Before the patch, for the above three C code, the leak check does not report any bugs (3 false negatives). After the patch, the results are the following, there are 3 true positives (partial leaks) and 1 false positive (never free in the second program). If we want more bugs, we can use this patch, if we want to be more conservative, we should use the original code.

     PartialLeak : memory allocation at : ({ ln: 18  cl: 17  fl: global.c })
         conditional free path:
          --> ({ ln: 23  cl: 9  fl: global.c }|True)
     PartialLeak : memory allocation at : ({ ln: 18  cl: 17  fl: global.c })
         conditional free path:
          --> ({ ln: 23  cl: 9  fl: global.c }|True)

     NeverFree : memory allocation at : ({ ln: 33  cl: 15  fl: global.c })
     PartialLeak : memory allocation at : ({ ln: 23  cl: 17  fl: global.c })
         conditional free path:
          --> ({ ln: 26  cl: 9  fl: global.c }|True)
yuleisui commented 1 year ago

Is ‘ CollectPtsChain’ only used in Saber or some other places in memssa? Need to make sure this change will not affect other analyses. Maybe a new method collectNonGlobalPtsChain?

yuleisui commented 1 year ago

It would be good to consider adding an additional option user can choose to execute the saber for your change.

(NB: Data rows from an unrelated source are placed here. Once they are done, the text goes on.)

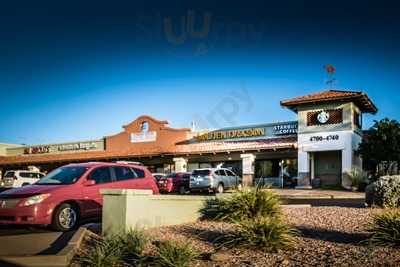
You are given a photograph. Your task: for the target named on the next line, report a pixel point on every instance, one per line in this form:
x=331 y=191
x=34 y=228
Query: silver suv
x=214 y=180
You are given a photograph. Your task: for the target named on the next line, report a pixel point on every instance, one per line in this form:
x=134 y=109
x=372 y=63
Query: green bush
x=387 y=192
x=385 y=229
x=266 y=233
x=243 y=205
x=114 y=251
x=171 y=254
x=358 y=178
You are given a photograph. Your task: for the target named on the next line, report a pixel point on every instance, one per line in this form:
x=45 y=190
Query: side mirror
x=89 y=182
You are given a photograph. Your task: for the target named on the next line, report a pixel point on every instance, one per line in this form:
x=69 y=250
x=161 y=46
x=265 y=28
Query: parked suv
x=70 y=193
x=175 y=182
x=20 y=178
x=214 y=179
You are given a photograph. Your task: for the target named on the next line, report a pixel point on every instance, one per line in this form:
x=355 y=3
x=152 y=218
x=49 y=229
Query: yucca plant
x=265 y=233
x=172 y=254
x=243 y=205
x=385 y=229
x=117 y=250
x=102 y=253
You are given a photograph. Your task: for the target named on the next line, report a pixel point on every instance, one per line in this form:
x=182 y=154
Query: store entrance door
x=328 y=167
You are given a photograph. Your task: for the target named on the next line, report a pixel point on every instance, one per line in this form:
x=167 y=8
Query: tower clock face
x=323 y=117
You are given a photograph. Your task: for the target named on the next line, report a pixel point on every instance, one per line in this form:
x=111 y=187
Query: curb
x=318 y=197
x=296 y=206
x=63 y=258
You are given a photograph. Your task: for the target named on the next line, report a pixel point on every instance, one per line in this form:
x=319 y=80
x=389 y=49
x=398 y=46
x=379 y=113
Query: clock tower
x=329 y=133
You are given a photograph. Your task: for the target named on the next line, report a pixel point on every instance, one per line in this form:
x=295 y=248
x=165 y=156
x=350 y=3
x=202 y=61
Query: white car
x=20 y=178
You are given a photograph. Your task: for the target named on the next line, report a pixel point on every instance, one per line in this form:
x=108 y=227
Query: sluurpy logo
x=193 y=34
x=186 y=32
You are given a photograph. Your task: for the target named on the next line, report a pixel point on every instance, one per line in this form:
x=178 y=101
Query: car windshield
x=172 y=175
x=64 y=175
x=201 y=173
x=9 y=174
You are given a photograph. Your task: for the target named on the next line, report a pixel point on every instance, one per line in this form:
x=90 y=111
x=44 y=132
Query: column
x=248 y=169
x=180 y=164
x=304 y=172
x=347 y=165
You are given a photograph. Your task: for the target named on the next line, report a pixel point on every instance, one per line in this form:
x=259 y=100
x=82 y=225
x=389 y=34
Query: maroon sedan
x=70 y=193
x=175 y=182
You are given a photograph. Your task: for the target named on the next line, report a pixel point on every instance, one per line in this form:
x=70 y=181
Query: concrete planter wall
x=124 y=209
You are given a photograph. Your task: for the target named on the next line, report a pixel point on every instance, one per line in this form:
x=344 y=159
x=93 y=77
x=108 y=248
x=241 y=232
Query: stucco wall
x=166 y=137
x=126 y=209
x=5 y=147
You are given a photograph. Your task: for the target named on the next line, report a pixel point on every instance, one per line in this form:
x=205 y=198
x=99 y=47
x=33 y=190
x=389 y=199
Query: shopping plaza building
x=320 y=148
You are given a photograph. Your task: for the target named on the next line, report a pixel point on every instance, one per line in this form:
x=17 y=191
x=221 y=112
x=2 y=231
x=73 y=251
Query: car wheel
x=182 y=190
x=65 y=217
x=240 y=187
x=220 y=188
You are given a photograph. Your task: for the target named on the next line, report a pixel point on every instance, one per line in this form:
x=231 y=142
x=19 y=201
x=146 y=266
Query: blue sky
x=70 y=74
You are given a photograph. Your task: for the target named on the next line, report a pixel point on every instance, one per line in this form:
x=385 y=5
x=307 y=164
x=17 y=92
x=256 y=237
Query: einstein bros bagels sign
x=232 y=134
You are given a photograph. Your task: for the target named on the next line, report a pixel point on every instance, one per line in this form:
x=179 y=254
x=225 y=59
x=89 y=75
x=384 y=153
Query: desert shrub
x=172 y=254
x=243 y=205
x=266 y=233
x=385 y=229
x=387 y=192
x=114 y=251
x=358 y=178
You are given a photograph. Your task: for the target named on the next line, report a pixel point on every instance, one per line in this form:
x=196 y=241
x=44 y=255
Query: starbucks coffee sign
x=232 y=134
x=323 y=117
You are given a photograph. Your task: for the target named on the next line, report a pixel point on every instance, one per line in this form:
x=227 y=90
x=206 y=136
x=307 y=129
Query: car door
x=232 y=178
x=92 y=198
x=222 y=178
x=130 y=178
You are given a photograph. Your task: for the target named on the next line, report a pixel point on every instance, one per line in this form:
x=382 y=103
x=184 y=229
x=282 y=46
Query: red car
x=70 y=193
x=175 y=182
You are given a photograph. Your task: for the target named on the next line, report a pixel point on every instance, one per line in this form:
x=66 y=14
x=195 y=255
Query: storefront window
x=267 y=168
x=290 y=167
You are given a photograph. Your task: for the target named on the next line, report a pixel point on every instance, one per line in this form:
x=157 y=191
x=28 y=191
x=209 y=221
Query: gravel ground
x=330 y=236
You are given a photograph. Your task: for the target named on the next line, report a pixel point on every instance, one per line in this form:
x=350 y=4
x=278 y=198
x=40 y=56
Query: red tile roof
x=359 y=98
x=195 y=148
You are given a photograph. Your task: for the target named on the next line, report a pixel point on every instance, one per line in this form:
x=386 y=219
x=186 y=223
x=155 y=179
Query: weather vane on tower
x=330 y=69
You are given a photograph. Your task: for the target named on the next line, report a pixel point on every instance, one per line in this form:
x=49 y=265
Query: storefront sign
x=319 y=138
x=37 y=150
x=231 y=134
x=77 y=146
x=50 y=149
x=285 y=129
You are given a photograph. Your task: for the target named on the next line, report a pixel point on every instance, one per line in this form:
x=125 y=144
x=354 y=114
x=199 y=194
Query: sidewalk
x=318 y=194
x=321 y=198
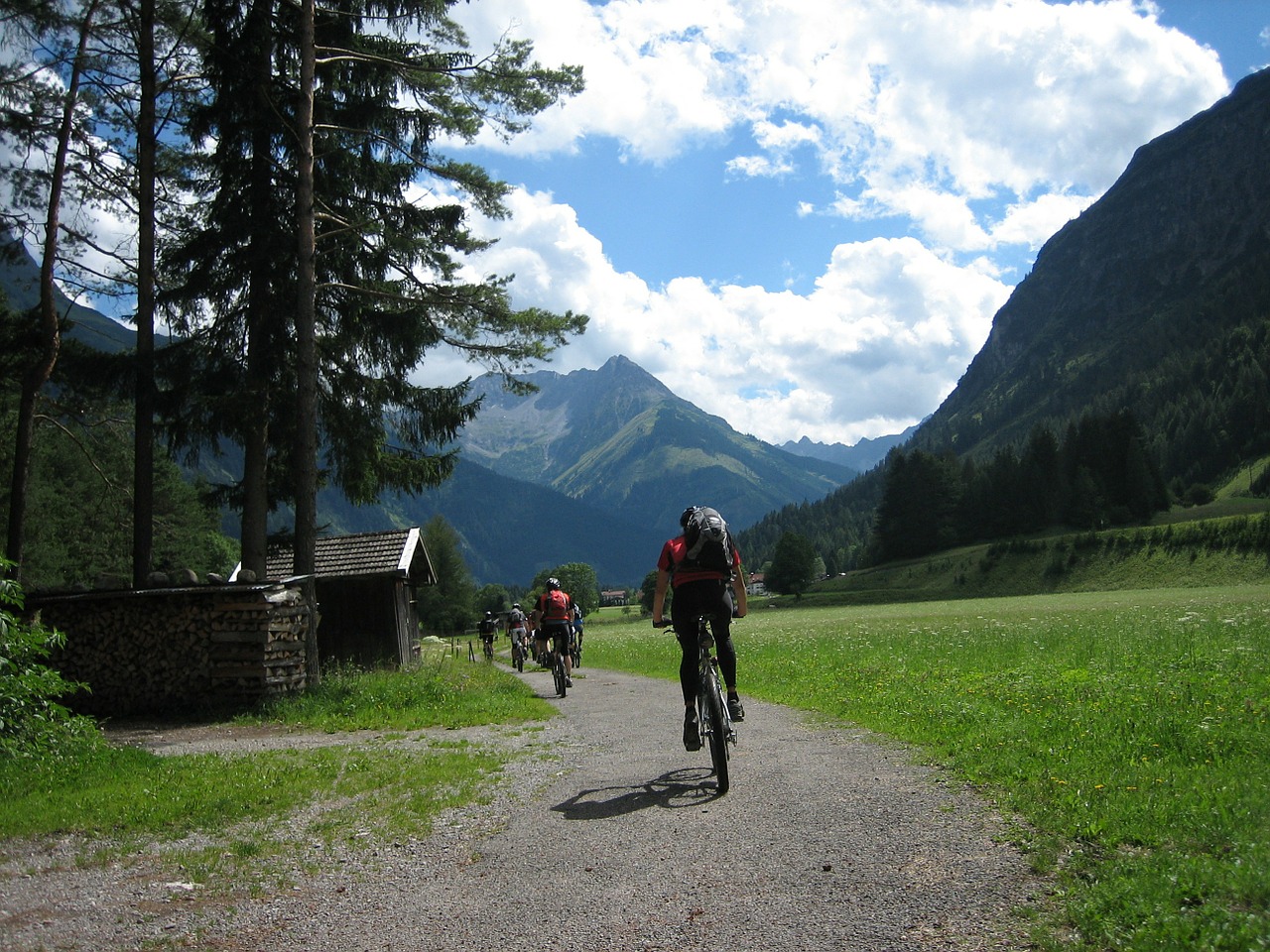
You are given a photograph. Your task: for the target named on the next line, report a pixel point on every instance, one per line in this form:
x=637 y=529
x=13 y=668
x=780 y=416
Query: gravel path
x=612 y=841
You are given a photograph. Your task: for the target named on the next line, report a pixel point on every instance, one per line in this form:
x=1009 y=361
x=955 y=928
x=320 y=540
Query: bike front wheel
x=716 y=719
x=559 y=674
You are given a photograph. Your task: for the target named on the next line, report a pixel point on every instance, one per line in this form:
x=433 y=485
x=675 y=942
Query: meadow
x=1127 y=731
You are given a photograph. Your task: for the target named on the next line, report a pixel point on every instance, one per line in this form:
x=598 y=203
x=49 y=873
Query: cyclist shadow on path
x=671 y=791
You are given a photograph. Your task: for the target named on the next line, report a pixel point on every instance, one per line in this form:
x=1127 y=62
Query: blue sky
x=803 y=217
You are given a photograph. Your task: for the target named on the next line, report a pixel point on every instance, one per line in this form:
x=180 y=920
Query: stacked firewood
x=180 y=651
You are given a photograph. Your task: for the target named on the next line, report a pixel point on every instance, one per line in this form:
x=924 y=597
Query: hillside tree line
x=1098 y=474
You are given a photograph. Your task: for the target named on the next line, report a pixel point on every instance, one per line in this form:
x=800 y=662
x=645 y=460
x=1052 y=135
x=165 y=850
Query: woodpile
x=180 y=651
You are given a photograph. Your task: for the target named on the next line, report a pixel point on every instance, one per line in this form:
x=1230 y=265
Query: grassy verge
x=1128 y=729
x=135 y=796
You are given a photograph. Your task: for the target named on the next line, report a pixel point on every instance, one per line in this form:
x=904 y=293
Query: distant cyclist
x=703 y=583
x=554 y=615
x=516 y=627
x=488 y=630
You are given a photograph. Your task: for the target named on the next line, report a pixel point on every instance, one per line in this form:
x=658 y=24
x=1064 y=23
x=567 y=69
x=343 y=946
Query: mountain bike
x=714 y=720
x=554 y=658
x=518 y=651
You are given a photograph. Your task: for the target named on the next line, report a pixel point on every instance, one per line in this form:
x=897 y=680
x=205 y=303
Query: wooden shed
x=366 y=587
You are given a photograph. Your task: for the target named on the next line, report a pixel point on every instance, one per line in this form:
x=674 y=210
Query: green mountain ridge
x=620 y=439
x=593 y=467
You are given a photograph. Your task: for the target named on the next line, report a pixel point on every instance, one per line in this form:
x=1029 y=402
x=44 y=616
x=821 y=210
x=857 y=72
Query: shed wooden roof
x=391 y=552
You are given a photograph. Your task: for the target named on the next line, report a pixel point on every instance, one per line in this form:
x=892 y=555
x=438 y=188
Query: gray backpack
x=707 y=543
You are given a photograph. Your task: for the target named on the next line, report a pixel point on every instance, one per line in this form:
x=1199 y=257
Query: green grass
x=132 y=796
x=443 y=693
x=1128 y=730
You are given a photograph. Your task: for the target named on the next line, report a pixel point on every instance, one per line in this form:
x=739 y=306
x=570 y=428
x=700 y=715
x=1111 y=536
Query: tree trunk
x=144 y=458
x=307 y=344
x=42 y=367
x=259 y=359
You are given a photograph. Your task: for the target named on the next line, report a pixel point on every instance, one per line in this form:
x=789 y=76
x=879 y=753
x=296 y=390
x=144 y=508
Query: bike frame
x=714 y=720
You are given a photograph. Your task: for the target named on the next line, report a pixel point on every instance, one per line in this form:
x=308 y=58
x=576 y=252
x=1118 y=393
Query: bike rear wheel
x=559 y=674
x=717 y=728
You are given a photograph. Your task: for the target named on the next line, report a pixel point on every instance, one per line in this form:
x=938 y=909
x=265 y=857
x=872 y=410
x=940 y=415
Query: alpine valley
x=1155 y=301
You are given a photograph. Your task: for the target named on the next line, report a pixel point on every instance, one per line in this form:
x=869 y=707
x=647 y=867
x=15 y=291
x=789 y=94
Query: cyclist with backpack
x=517 y=631
x=554 y=615
x=488 y=627
x=701 y=567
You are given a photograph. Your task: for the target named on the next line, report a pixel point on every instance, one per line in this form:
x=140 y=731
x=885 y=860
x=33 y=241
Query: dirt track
x=826 y=841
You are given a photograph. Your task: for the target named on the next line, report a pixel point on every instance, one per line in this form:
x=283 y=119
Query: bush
x=32 y=720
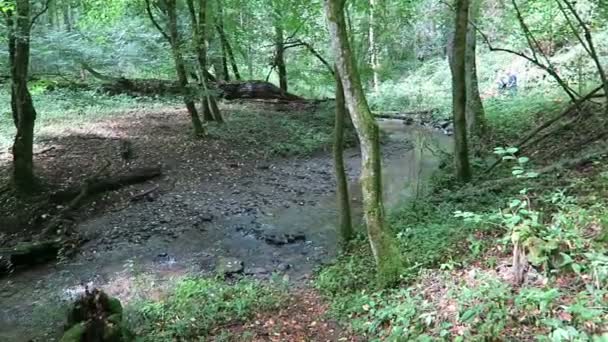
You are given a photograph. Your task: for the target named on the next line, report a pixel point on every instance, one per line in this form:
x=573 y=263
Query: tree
x=459 y=92
x=211 y=111
x=169 y=7
x=345 y=221
x=279 y=55
x=476 y=122
x=225 y=42
x=386 y=254
x=19 y=25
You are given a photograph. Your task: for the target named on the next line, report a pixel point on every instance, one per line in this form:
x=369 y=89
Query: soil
x=214 y=201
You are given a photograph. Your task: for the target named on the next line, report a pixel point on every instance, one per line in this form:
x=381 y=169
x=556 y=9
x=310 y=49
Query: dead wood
x=144 y=194
x=548 y=123
x=28 y=254
x=493 y=185
x=97 y=186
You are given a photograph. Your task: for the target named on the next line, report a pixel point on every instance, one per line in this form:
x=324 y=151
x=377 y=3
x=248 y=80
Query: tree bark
x=344 y=220
x=373 y=48
x=211 y=111
x=180 y=68
x=279 y=57
x=386 y=254
x=476 y=123
x=459 y=92
x=24 y=113
x=226 y=43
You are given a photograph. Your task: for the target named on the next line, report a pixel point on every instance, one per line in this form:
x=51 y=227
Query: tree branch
x=35 y=17
x=155 y=23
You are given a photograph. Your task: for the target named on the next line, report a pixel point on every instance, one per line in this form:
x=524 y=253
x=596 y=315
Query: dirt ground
x=214 y=200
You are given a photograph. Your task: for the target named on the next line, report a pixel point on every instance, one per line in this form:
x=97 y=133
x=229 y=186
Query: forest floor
x=257 y=192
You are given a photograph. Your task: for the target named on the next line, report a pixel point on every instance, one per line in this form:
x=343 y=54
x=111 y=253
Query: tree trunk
x=24 y=113
x=67 y=20
x=199 y=33
x=373 y=48
x=459 y=98
x=386 y=254
x=52 y=13
x=476 y=123
x=344 y=221
x=180 y=68
x=226 y=43
x=279 y=57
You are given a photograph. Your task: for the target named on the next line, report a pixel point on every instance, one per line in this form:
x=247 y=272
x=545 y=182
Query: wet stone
x=228 y=266
x=256 y=271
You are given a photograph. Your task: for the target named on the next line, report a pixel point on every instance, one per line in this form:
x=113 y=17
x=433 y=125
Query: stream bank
x=277 y=217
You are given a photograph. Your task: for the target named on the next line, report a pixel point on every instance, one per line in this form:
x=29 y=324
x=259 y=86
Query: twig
x=48 y=149
x=548 y=123
x=155 y=23
x=143 y=194
x=74 y=203
x=46 y=8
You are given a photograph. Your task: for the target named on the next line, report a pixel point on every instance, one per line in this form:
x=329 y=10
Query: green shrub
x=198 y=305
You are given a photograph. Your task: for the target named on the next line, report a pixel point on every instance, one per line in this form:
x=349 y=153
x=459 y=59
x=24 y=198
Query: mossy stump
x=96 y=317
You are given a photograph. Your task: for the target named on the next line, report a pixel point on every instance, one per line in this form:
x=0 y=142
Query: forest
x=303 y=170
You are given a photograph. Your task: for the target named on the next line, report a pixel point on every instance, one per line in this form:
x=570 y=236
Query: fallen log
x=111 y=183
x=254 y=90
x=497 y=184
x=573 y=107
x=406 y=116
x=28 y=254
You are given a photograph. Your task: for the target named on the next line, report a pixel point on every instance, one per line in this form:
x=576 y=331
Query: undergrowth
x=68 y=107
x=295 y=132
x=200 y=307
x=459 y=284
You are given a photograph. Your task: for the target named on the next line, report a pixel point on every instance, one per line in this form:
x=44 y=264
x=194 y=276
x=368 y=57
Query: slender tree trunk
x=24 y=113
x=67 y=18
x=386 y=254
x=224 y=61
x=211 y=112
x=279 y=57
x=52 y=13
x=459 y=92
x=373 y=48
x=476 y=123
x=225 y=42
x=345 y=221
x=180 y=68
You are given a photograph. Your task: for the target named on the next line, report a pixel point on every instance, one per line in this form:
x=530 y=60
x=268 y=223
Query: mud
x=138 y=251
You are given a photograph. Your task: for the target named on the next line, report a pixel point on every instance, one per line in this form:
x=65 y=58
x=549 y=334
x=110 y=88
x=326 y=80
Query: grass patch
x=456 y=287
x=68 y=107
x=199 y=307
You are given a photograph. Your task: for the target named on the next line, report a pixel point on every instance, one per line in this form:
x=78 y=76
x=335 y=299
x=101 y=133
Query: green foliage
x=197 y=306
x=279 y=133
x=66 y=108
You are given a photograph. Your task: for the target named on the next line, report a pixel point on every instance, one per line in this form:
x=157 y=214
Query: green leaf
x=468 y=316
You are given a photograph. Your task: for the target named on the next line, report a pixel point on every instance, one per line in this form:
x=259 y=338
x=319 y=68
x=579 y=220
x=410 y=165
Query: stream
x=288 y=240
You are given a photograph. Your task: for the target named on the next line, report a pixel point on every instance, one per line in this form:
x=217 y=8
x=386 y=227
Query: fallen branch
x=74 y=203
x=493 y=185
x=548 y=123
x=145 y=193
x=403 y=115
x=48 y=149
x=96 y=186
x=28 y=254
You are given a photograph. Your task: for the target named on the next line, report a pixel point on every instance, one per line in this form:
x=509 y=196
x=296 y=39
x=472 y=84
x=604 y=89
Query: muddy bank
x=137 y=251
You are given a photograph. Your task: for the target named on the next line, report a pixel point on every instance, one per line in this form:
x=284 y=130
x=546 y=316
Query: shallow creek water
x=30 y=301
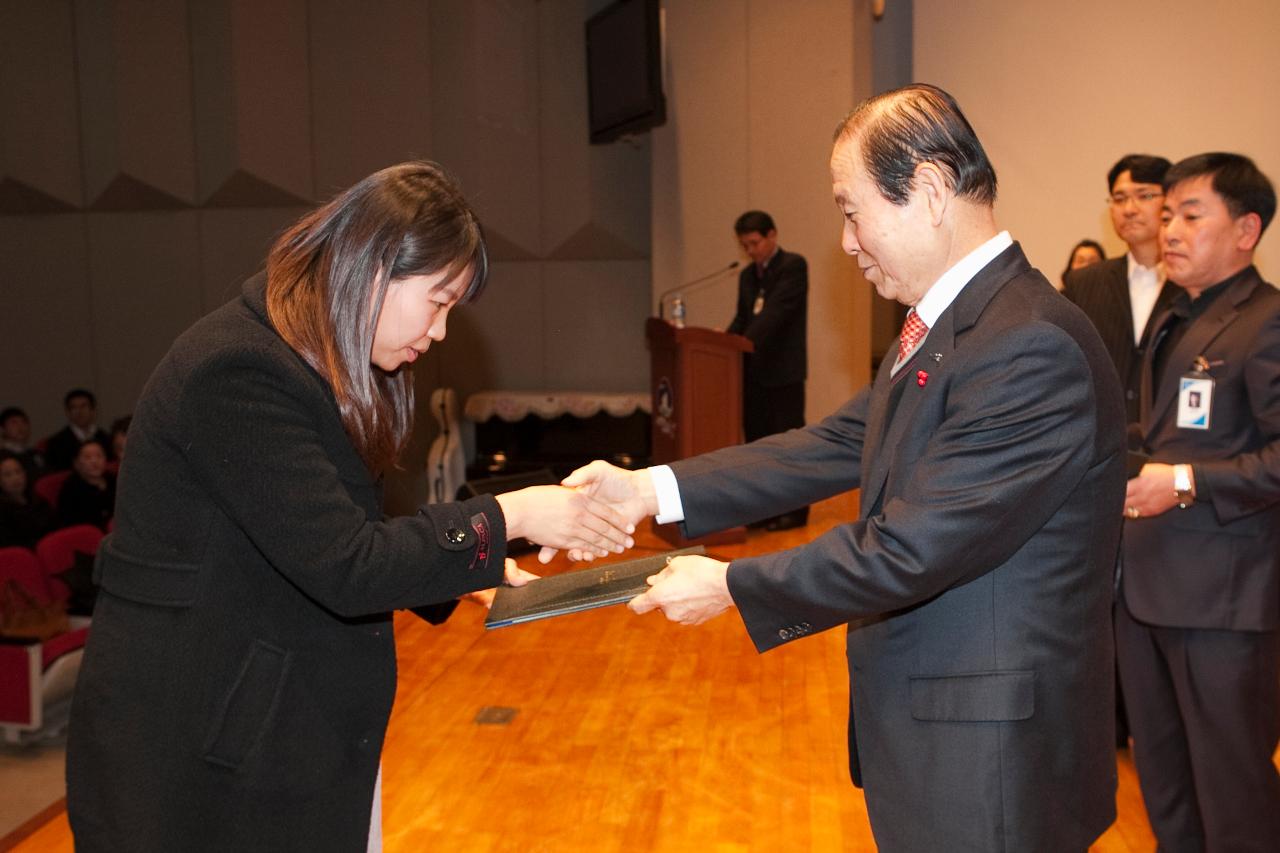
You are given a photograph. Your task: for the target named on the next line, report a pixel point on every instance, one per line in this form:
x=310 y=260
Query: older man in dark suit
x=976 y=583
x=1198 y=623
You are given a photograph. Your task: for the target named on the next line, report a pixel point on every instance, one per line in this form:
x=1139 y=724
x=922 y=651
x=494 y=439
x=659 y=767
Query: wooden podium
x=695 y=377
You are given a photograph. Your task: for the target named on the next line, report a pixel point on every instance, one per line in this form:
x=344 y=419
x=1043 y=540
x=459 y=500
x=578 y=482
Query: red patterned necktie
x=913 y=332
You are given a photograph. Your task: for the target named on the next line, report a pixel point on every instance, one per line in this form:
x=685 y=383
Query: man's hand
x=629 y=493
x=561 y=518
x=512 y=575
x=690 y=591
x=1151 y=492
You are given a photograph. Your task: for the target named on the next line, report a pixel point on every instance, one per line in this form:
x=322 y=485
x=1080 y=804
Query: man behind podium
x=976 y=583
x=772 y=313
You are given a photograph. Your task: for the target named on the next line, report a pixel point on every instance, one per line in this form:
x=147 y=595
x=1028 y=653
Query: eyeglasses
x=1144 y=197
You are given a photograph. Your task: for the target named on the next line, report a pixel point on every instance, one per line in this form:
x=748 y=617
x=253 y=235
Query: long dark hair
x=327 y=279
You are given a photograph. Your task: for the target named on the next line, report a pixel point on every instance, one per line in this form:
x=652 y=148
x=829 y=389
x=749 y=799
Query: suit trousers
x=771 y=410
x=1205 y=715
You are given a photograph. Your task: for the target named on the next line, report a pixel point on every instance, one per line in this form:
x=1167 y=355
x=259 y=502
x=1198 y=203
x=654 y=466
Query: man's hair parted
x=919 y=123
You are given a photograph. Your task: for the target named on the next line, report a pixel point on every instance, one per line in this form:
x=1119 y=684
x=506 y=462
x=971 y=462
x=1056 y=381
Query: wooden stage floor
x=629 y=734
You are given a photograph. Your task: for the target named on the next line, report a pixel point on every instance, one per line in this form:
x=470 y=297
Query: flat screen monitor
x=624 y=69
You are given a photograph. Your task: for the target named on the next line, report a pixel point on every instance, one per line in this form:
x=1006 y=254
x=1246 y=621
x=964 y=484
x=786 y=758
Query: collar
x=1133 y=265
x=944 y=292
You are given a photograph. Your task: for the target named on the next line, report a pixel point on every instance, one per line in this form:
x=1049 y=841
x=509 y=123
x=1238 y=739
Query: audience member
x=81 y=427
x=119 y=436
x=16 y=438
x=1198 y=617
x=1083 y=254
x=88 y=493
x=24 y=516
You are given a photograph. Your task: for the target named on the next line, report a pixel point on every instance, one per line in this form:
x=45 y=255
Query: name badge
x=1194 y=400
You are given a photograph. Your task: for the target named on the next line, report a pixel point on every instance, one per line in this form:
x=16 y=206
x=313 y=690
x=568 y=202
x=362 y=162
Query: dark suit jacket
x=60 y=447
x=1216 y=564
x=240 y=675
x=780 y=329
x=1102 y=292
x=82 y=502
x=976 y=583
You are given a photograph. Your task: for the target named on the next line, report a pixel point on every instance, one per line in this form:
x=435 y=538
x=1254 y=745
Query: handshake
x=593 y=514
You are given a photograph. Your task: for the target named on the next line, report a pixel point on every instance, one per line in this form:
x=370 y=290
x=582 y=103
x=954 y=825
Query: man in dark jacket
x=1198 y=619
x=772 y=313
x=60 y=447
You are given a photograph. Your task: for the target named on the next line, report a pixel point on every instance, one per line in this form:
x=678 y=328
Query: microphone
x=662 y=297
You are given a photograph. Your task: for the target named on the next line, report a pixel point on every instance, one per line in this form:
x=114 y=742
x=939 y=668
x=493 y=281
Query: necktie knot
x=913 y=332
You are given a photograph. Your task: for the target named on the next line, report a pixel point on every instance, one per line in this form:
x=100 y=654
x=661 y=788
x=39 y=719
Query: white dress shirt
x=1144 y=283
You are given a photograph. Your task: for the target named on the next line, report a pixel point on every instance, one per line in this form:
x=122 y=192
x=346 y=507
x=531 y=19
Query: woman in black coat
x=24 y=516
x=241 y=667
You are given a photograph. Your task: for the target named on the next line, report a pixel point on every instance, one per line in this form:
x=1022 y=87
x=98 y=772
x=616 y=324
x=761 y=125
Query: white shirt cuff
x=670 y=509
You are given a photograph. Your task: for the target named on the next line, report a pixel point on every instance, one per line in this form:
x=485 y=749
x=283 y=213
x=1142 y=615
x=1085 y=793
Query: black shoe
x=787 y=521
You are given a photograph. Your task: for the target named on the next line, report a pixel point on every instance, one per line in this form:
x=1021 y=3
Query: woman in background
x=1083 y=254
x=88 y=492
x=24 y=516
x=241 y=671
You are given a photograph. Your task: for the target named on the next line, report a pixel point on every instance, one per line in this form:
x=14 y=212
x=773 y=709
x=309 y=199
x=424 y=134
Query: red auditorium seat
x=56 y=552
x=23 y=566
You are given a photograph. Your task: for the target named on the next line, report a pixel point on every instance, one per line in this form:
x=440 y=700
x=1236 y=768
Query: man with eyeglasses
x=1120 y=295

seviezhou commented 1 year ago

Is ‘ CollectPtsChain’ only used in Saber or some other places in memssa? Need to make sure this change will not affect other analyses. Maybe a new method collectNonGlobalPtsChain?

Memory Region Partitioning defines its own CollectPtsChain function with a same function body, so SaberSVFGBuilder::CollectPtsChain is only used in SaberSVFGBuilder.

It would be good to consider adding an additional option user can choose to execute the saber for your change.

Yes, this change definitely will make saber run slower because it needs to check more paths.